Il avançait dans la campagne en friche, entre les murs dégradés, ne voyait quiconque, sauf parfois des mouvements furtifs, des idées de corps se dérobant derrière un pan de mur, dans un boqueteau désordonné. Il regardait avec un mélange de curiosité et de désolation, il se souvenait de ce que disait son père, le soir, quand remontaient les souvenirs de sa jeunesse, les terres civilisées, les restanques, le village de belles pierres, de maisons anciennes, de la leur avec sa porte sculptée, et puis

En haut de la colline se dressaient les murs de nos anciens seigneurs.

Et nos ancêtres, en des temps anciens, bien avant moi et avant le père de mon père, vaquaient sous leur regard, ne leur devaient plus rien mais gardaient souvenir de leur protection.

Grommelaient parfois, se moquaient aussi de leurs travers, de la sottise de l’un, de la prétention d’un autre, et puis souriaient en pensant à un jouvenceau ou à une très belle, avec toute la gaie franchise, la liberté conquise, un confortable sentiment de familiarité et la certitude que, le cas échéant, celle-ci jouerait et que le reste d’influence ou de pouvoir de ceux du haut de la colline nous viendrait en aide.

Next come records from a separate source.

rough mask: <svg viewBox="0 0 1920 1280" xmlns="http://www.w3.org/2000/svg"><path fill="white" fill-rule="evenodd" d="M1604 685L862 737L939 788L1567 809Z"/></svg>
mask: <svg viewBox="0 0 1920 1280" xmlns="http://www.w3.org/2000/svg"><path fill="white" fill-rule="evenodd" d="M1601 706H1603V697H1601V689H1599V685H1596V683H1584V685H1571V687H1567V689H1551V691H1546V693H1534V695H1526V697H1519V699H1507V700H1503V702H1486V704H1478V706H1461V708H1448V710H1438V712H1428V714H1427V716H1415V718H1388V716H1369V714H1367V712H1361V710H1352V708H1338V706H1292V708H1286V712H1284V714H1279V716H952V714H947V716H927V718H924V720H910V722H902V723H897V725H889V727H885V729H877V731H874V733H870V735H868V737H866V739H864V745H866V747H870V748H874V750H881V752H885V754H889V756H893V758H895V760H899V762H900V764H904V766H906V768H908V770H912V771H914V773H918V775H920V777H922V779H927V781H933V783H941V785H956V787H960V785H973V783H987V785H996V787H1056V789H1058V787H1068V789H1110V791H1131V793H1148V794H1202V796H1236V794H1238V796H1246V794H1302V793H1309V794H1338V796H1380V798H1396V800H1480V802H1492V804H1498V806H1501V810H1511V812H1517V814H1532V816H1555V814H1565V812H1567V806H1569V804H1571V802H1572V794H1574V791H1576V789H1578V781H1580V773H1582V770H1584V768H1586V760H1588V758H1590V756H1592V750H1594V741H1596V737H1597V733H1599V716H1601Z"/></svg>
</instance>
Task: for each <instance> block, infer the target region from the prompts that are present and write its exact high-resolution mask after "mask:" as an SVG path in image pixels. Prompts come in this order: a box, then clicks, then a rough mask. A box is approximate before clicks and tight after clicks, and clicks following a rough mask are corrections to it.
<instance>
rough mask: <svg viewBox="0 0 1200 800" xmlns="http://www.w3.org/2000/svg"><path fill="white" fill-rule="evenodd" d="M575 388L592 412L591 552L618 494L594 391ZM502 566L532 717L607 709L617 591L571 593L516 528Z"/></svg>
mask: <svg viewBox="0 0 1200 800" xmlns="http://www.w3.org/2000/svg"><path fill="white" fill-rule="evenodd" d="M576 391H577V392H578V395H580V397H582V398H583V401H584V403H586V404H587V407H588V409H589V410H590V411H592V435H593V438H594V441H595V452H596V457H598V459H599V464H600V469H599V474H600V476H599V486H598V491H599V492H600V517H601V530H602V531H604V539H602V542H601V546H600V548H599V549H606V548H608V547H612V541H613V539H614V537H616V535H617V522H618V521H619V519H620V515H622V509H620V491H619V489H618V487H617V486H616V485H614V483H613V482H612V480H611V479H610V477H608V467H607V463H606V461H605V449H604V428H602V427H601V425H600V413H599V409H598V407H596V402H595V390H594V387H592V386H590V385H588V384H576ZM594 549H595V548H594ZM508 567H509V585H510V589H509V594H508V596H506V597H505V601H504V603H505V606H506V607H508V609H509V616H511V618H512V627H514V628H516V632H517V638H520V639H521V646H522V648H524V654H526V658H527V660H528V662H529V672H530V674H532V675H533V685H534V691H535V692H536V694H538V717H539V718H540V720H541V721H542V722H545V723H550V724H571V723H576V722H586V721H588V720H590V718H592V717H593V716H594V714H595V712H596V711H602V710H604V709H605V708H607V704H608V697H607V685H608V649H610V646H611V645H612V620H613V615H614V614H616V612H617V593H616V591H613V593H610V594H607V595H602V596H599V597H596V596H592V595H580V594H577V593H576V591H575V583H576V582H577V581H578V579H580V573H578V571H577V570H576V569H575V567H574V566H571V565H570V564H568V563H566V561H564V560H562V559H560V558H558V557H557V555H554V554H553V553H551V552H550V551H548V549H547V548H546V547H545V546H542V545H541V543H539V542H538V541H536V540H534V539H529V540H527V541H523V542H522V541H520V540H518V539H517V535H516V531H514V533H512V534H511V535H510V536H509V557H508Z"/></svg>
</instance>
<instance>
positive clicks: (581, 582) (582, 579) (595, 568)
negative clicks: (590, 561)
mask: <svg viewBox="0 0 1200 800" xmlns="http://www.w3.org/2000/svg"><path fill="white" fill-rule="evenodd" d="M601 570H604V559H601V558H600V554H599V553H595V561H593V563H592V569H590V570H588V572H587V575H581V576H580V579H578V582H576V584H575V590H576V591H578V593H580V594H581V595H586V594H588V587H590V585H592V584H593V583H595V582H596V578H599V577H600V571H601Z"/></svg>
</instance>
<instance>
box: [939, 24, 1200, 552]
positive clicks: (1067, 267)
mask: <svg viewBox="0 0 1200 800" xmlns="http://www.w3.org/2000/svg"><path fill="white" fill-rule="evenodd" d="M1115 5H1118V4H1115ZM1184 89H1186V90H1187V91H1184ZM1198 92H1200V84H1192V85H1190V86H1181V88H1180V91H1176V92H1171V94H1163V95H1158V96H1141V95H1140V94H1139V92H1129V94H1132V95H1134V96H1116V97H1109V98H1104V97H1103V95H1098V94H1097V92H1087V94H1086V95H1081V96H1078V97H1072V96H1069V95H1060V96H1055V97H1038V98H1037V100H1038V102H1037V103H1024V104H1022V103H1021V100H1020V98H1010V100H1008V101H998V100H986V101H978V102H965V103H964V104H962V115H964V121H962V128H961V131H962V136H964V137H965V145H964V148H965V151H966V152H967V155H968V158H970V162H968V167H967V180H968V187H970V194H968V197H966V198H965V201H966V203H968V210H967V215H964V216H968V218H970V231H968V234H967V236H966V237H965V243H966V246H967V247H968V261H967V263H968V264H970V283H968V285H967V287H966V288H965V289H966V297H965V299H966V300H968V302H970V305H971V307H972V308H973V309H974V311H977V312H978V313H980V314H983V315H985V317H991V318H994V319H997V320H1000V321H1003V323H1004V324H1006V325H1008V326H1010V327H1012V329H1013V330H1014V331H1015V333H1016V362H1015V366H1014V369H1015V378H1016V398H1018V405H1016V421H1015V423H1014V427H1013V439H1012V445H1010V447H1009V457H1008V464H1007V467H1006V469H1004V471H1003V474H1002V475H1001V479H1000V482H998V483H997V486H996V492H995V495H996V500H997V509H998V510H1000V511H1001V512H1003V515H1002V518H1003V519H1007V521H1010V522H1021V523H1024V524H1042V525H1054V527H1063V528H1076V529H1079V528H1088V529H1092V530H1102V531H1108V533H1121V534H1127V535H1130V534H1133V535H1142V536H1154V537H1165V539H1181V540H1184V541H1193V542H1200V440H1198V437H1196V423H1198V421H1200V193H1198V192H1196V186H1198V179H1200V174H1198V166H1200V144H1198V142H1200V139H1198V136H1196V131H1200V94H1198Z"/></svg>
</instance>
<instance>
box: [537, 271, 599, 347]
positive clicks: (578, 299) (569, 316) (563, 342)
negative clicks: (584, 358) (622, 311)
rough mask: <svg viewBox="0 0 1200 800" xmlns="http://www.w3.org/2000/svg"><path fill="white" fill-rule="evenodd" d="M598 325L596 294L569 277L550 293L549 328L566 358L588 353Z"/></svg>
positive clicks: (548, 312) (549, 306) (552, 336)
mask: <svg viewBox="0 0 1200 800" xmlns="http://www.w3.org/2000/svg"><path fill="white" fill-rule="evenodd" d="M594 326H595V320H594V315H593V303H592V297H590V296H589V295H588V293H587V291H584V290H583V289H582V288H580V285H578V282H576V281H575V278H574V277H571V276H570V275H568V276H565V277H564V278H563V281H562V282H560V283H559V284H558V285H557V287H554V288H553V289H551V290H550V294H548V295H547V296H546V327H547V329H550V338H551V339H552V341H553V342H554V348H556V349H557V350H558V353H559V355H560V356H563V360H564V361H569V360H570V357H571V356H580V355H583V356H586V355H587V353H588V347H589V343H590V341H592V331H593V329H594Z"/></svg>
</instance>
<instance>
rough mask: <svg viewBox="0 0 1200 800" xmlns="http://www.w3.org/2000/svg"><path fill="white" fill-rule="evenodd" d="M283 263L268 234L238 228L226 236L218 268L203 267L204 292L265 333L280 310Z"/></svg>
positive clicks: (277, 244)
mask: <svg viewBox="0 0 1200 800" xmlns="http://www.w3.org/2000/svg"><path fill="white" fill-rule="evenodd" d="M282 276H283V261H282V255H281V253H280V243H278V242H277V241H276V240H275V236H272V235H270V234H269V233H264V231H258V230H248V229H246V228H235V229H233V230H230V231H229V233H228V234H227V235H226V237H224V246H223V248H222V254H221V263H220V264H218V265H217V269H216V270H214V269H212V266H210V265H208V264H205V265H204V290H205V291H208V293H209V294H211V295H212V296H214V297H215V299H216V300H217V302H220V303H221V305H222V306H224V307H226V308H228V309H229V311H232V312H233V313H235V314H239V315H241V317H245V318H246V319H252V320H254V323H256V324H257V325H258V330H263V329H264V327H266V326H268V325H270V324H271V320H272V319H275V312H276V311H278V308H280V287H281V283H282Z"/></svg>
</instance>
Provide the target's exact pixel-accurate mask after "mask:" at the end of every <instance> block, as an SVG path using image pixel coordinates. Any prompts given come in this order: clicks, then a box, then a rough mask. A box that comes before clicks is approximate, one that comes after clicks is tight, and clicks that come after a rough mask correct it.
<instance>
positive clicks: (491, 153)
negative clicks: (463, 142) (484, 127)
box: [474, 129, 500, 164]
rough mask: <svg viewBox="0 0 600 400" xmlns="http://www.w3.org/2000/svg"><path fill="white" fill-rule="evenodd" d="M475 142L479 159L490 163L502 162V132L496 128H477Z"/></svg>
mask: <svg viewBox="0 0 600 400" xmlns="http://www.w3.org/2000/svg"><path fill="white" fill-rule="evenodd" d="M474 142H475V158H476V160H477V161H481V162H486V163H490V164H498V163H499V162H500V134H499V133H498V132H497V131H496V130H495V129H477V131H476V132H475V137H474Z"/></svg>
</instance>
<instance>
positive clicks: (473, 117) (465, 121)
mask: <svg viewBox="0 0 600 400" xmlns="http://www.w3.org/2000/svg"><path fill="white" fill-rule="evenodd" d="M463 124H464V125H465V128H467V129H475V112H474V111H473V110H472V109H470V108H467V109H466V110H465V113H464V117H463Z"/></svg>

Et il longeait ces murs en partie écroulés, s’arrêtait un moment comme un chien à l’arrêt devant une toiture improvisée, un pot de terre ébréché posé sur le reste d’une margelle, quelques traces de la vie qui devait persister, rare et dissimulée, depuis que ce coin du monde avait été abandonné, laissé au désastre, repartait les yeux levés vers les hauts murs qui couronnaient toujours la colline, les grandes fenêtres élancées traversées par la lumière gaie comme pour un accueil souriant.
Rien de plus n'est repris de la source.